Data Directories Link to heading
As said, the maximum size of DataDirectories
is 16. Here is the corresponding type of each entry:
Index | Value |
---|---|
0 | Export Directory |
1 | Import Directory |
2 | Resource Directory |
3 | Exception Directory |
4 | Certificate Directory |
5 | Base Relocation Directory |
6 | Debug Data |
7 | Architecture (reserved) |
8 | Global PTR |
9 | TLS Table |
10 | Load Config Table |
11 | Bound Import |
12 | IAT |
13 | Delay Import Descriptor |
14 | CLR Runtime Header |
15 | (reserved) |
Each entry is an IMAGE_DATA_DIRECTORY
structure:
struct _IMAGE_DATA_DIRECTORY {
unsigned long VirtualAddress;
unsigned long Size;
};
Data Directories ⇾ Export Directory Link to heading
The export directory, stored in the .edata
section, contains all the needed information about symbols that a DLL (or an executable) exports.

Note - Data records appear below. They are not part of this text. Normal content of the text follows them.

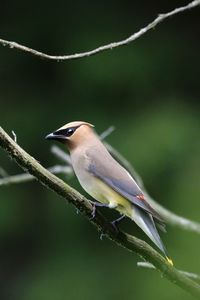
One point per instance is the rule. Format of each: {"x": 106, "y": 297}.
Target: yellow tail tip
{"x": 169, "y": 260}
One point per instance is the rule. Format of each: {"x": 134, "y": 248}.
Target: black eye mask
{"x": 66, "y": 132}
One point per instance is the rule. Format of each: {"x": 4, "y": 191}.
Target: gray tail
{"x": 146, "y": 223}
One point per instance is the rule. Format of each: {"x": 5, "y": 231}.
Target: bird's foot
{"x": 94, "y": 206}
{"x": 116, "y": 222}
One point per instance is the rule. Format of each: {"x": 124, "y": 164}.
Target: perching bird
{"x": 102, "y": 177}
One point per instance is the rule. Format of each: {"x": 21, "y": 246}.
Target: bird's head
{"x": 72, "y": 133}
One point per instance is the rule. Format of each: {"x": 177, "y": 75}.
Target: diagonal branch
{"x": 126, "y": 41}
{"x": 25, "y": 177}
{"x": 130, "y": 243}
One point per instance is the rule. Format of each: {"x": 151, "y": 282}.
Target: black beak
{"x": 55, "y": 136}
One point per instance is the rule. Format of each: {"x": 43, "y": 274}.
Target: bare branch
{"x": 130, "y": 243}
{"x": 25, "y": 177}
{"x": 144, "y": 264}
{"x": 169, "y": 217}
{"x": 126, "y": 41}
{"x": 3, "y": 173}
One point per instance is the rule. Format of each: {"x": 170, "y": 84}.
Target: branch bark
{"x": 126, "y": 41}
{"x": 130, "y": 243}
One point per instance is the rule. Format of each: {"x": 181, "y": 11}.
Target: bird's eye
{"x": 66, "y": 132}
{"x": 70, "y": 131}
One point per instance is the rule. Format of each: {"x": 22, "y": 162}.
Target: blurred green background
{"x": 148, "y": 90}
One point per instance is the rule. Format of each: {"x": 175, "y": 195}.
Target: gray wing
{"x": 113, "y": 174}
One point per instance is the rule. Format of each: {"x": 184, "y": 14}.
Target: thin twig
{"x": 3, "y": 173}
{"x": 25, "y": 177}
{"x": 130, "y": 243}
{"x": 133, "y": 37}
{"x": 14, "y": 136}
{"x": 144, "y": 264}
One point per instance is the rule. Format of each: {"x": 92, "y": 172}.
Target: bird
{"x": 106, "y": 180}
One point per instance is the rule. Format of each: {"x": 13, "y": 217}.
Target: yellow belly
{"x": 105, "y": 194}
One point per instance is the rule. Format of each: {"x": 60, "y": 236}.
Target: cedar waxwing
{"x": 103, "y": 178}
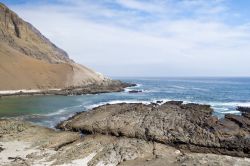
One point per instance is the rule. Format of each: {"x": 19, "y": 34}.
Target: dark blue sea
{"x": 223, "y": 94}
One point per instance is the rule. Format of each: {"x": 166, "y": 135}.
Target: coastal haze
{"x": 55, "y": 111}
{"x": 148, "y": 38}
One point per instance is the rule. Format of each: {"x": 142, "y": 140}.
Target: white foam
{"x": 116, "y": 102}
{"x": 230, "y": 104}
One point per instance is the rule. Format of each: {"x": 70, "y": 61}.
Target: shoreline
{"x": 113, "y": 143}
{"x": 113, "y": 86}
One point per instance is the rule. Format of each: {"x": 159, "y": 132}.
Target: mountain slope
{"x": 28, "y": 60}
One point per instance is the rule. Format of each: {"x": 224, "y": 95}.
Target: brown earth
{"x": 28, "y": 60}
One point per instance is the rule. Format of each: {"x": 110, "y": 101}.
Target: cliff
{"x": 28, "y": 60}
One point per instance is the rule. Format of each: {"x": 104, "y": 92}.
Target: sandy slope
{"x": 28, "y": 60}
{"x": 18, "y": 71}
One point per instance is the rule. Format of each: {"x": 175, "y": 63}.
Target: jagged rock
{"x": 135, "y": 91}
{"x": 185, "y": 126}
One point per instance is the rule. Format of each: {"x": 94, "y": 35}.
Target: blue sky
{"x": 147, "y": 37}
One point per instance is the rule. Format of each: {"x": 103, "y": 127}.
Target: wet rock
{"x": 185, "y": 126}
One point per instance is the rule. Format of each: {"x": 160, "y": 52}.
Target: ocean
{"x": 223, "y": 94}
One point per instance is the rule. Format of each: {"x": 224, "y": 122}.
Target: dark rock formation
{"x": 185, "y": 126}
{"x": 135, "y": 91}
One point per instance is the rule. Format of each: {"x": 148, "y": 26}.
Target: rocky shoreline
{"x": 170, "y": 133}
{"x": 105, "y": 87}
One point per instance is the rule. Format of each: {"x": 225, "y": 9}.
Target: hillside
{"x": 28, "y": 60}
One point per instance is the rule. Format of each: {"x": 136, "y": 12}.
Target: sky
{"x": 147, "y": 37}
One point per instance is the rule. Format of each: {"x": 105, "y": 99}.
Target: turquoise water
{"x": 223, "y": 94}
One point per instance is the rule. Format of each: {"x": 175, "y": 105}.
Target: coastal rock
{"x": 25, "y": 144}
{"x": 189, "y": 127}
{"x": 135, "y": 91}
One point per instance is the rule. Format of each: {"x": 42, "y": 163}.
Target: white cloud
{"x": 157, "y": 38}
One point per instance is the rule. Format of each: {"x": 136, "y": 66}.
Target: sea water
{"x": 223, "y": 94}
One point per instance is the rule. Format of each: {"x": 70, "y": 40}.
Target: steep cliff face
{"x": 28, "y": 60}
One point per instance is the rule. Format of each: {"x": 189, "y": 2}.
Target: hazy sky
{"x": 147, "y": 37}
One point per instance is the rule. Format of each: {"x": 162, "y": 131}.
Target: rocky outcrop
{"x": 189, "y": 127}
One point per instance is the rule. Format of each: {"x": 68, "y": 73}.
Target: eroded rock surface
{"x": 185, "y": 126}
{"x": 25, "y": 144}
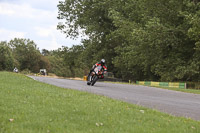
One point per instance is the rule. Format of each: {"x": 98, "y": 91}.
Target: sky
{"x": 35, "y": 20}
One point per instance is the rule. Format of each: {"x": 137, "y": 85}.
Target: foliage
{"x": 6, "y": 57}
{"x": 141, "y": 40}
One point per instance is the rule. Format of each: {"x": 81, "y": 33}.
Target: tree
{"x": 28, "y": 55}
{"x": 6, "y": 57}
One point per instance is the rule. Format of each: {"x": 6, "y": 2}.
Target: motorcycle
{"x": 94, "y": 75}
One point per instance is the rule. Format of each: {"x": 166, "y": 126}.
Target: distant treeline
{"x": 155, "y": 40}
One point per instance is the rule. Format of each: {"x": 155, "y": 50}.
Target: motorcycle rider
{"x": 104, "y": 68}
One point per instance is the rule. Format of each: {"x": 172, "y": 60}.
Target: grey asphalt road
{"x": 171, "y": 102}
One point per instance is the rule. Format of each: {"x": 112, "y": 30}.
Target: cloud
{"x": 7, "y": 35}
{"x": 26, "y": 11}
{"x": 35, "y": 20}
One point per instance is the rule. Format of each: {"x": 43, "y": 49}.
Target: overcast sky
{"x": 35, "y": 20}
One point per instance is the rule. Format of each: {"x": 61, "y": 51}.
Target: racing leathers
{"x": 104, "y": 68}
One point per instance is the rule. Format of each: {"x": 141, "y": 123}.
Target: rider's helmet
{"x": 103, "y": 61}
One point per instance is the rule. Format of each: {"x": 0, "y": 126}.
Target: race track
{"x": 171, "y": 102}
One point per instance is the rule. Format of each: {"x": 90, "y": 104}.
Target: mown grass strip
{"x": 28, "y": 106}
{"x": 194, "y": 91}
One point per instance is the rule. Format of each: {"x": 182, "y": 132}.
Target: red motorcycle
{"x": 94, "y": 75}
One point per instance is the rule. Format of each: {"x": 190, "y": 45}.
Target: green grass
{"x": 41, "y": 108}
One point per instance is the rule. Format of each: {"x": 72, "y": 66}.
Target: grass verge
{"x": 28, "y": 106}
{"x": 175, "y": 89}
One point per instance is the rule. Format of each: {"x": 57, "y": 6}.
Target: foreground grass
{"x": 28, "y": 106}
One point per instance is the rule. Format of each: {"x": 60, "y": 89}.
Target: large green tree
{"x": 28, "y": 55}
{"x": 141, "y": 40}
{"x": 6, "y": 57}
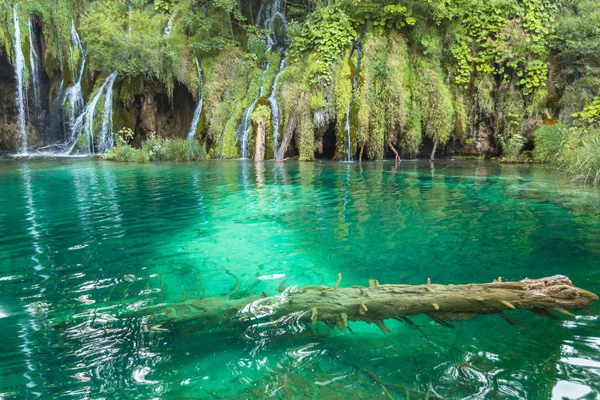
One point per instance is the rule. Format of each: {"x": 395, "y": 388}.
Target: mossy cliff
{"x": 363, "y": 79}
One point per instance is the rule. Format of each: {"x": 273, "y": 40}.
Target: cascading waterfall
{"x": 167, "y": 30}
{"x": 270, "y": 14}
{"x": 198, "y": 110}
{"x": 85, "y": 122}
{"x": 347, "y": 127}
{"x": 274, "y": 12}
{"x": 275, "y": 106}
{"x": 21, "y": 73}
{"x": 107, "y": 139}
{"x": 244, "y": 128}
{"x": 74, "y": 96}
{"x": 33, "y": 63}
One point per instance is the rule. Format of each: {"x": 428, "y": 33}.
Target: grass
{"x": 158, "y": 149}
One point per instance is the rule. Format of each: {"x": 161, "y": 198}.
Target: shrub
{"x": 156, "y": 148}
{"x": 185, "y": 150}
{"x": 548, "y": 142}
{"x": 125, "y": 153}
{"x": 580, "y": 156}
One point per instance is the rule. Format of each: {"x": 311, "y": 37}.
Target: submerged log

The Export Directory plays a crucial role in the process of loading a DLL, the loader uses the export table in order to retrieve details about functions and variables exported by the loaded DLL.
Note:
ordinal
is just a fancy way to talk about indexes, andRVA
are offsets from the base address
typedef struct _IMAGE_EXPORT_DIRECTORY {
unsigned long Characteristics;
unsigned long TimeDateStamp;
unsigned short MajorVersion;
unsigned short MinorVersion;
unsigned long Name; // Pointer (RVA) to DLL name
unsigned long Base; // Starting ordinal number
unsigned long NumberOfFunctions; // = Size of the Export Table
unsigned long NumberOfNames; // = Size of the Export Name Table
unsigned long AddressOfFunctions; // Pointer (RVA) to Export Address Table
unsigned long AddressOfNames; // Pointer (RVA) to Export Name Table
unsigned long AddressOfNameOrdinals; // Pointer (RVA) to the Ordinal Table
}
To understand better how exporting works, let’s take a higher level example:
ExportTable = [0x200, 0x100, 0x500];
ExportNameTable = ["func_A", "func_B", "func_C"];
ExportNameOrdinalTable = [1, 0, 2];
/*
"func_A" is ordinal 1 and is stored @ Dll_base + ExportTable[1] = Dll_base + 0x100
"func_B" is ordinal 0 and is stored @ Dll_base + ExportTable[0] = Dll_base + 0x200
"func_C" is ordinal 2 and is stored @ Dll_base + ExportTable[2] = Dll_base + 0x500
*/
You can see an example function that get the exported function by name on this reactos file
Data Directories ⇾ Import Directory Link to heading
The import directory stores a list of _IMAGE_IMPORT_DESCRIPTOR
, each entry representing a library currently loaded.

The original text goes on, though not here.